Overview

This project implements a near real-time cybersecurity threat detection system using Amazon SageMaker. It uses machine learning to identify anomalous or malicious network behavior—such as DDoS patterns, unauthorized access attempts, and phishing-related traffic—by learning behavioral patterns from network traffic data.

The design mirrors production-style ML security architectures, emphasizing secure access control, reproducibility, automation, and monitoring.

Objectives

  • Detect abnormal network behavior using machine learning
  • Automate the ML lifecycle from preprocessing to deployment
  • Implement least-privilege, auditable access using AWS IAM
  • Deliver near real-time inference with minimal operational overhead
  • Produce a portfolio-ready, production-style cloud security project

High-level architecture

Data flow

  1. Raw network traffic data is stored in Amazon S3
  2. AWS Lambda performs preprocessing and feature engineering
  3. Processed data is saved back to S3
  4. SageMaker trains an XGBoost model
  5. The model is deployed as a SageMaker endpoint
  6. New traffic is scored for anomalies via near real-time inference
  7. Logs and metrics are captured in CloudWatch

AWS services used

  • Amazon SageMaker — training, deployment, inference, and pipelines
  • Amazon S3 — raw/processed data + model artifacts
  • AWS Lambda — serverless preprocessing + feature extraction
  • Amazon CloudWatch — logging, metrics, monitoring
  • AWS IAM — role-based access control and least privilege

Security & access control

A dedicated SageMaker execution role is used for notebooks, training jobs, and endpoints.

Key characteristics

  • Temporary credentials (no hard-coded secrets)
  • Least-privilege access to only required resources (S3, CloudWatch, ECR)
  • Auditable actions via CloudTrail

Data ingestion & preprocessing

Dataset A public intrusion detection dataset (e.g., CICIDS, NSL-KDD, or UNSW-NB15) is used to simulate real-world traffic and attack behavior.

Preprocessing steps

  • Remove duplicates and irrelevant features
  • Handle missing/malformed values
  • Encode categorical features
  • Normalize numeric fields
  • Engineer behavioral features (examples):
    • Connection frequency
    • Packet size statistics
    • Session duration metrics

Processed datasets are stored in S3 and versioned for reproducibility.

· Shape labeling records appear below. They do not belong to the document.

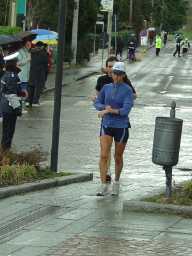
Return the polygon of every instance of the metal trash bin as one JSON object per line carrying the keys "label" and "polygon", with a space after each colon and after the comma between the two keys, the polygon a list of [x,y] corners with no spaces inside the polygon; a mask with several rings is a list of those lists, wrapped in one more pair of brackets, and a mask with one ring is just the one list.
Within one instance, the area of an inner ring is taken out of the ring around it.
{"label": "metal trash bin", "polygon": [[152,161],[158,165],[174,166],[179,155],[183,120],[156,117]]}

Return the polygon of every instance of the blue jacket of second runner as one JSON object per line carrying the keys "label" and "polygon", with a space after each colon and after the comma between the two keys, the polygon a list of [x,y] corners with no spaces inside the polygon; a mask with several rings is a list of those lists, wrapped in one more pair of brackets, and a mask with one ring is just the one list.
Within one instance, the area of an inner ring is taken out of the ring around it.
{"label": "blue jacket of second runner", "polygon": [[131,87],[124,82],[118,84],[114,83],[105,84],[99,93],[94,106],[97,110],[106,109],[107,105],[114,109],[118,109],[120,115],[105,114],[102,124],[108,127],[126,128],[129,122],[129,114],[133,103],[133,93]]}

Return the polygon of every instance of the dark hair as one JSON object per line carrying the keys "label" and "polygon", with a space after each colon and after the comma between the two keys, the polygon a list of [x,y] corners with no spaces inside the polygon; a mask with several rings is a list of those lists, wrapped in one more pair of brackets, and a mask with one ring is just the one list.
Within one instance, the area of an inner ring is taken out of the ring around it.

Model training & evaluation

Algorithm: XGBoost Chosen for strong performance on tabular data, speed, and ability to capture nonlinear relationships.

Training workflow

  • SageMaker pulls processed data from S3
  • Training runs in a managed container
  • Model artifacts are saved to S3
  • Logs and metrics are emitted to CloudWatch

Deployment & inference

The trained model is deployed as a SageMaker endpoint, enabling:

  • Managed, scalable inference
  • Secure API-based predictions
  • Near real-time threat detection (~30-second delay)

Incoming network data is evaluated and labeled as normal or potentially malicious.

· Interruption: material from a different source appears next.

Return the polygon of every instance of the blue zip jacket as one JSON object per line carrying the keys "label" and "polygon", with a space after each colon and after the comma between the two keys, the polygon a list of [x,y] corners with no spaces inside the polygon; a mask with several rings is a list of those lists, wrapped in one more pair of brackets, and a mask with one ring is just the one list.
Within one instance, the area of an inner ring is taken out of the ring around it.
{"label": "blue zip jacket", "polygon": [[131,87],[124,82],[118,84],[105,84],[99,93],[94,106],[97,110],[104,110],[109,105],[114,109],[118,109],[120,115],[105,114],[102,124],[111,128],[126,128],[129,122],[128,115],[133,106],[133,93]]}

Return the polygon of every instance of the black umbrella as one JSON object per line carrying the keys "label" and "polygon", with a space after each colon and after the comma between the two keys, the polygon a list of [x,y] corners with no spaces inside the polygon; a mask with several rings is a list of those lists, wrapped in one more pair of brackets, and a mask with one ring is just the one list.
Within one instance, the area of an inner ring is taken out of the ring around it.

Automation with SageMaker Pipelines

SageMaker Pipelines automate:

  • preprocessing
  • training
  • evaluation
  • conditional deployment

This supports repeatability, versioning, and audit-friendly ML operations.

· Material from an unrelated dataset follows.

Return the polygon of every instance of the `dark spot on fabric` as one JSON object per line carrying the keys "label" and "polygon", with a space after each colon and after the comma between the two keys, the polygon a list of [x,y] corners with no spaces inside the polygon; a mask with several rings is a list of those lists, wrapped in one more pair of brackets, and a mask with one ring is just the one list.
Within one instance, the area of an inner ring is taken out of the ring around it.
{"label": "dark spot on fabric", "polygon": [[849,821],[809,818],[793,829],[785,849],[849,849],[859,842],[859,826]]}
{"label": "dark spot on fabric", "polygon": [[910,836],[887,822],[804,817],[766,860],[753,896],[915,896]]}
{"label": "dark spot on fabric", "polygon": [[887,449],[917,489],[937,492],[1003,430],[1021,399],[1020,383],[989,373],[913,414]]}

Monitoring & observability

CloudWatch is used to:

  • capture logs for training jobs and endpoints
  • monitor prediction volume and error rates
  • support future drift monitoring

Cost & performance considerations

  • Estimated runtime: 2–3 hours
  • Estimated cost: ~$1–$2
  • Managed/serverless services minimize idle overhead

Limitations & future enhancements

Current limitations

  • Near real-time (not fully streaming)
  • Single-model architecture

Planned enhancements

  • Add Amazon Kinesis for real-time streaming
  • Add drift detection and automated retraining triggers
  • Expand to multi-model/ensemble detection
  • Integrate alerting via SNS and/or Security Hub

Resume-ready summary

Designed and implemented a secure, automated ML pipeline on AWS using SageMaker and XGBoost to detect anomalous network activity with near real-time inference, leveraging IAM-based access control, serverless preprocessing, and CloudWatch monitoring.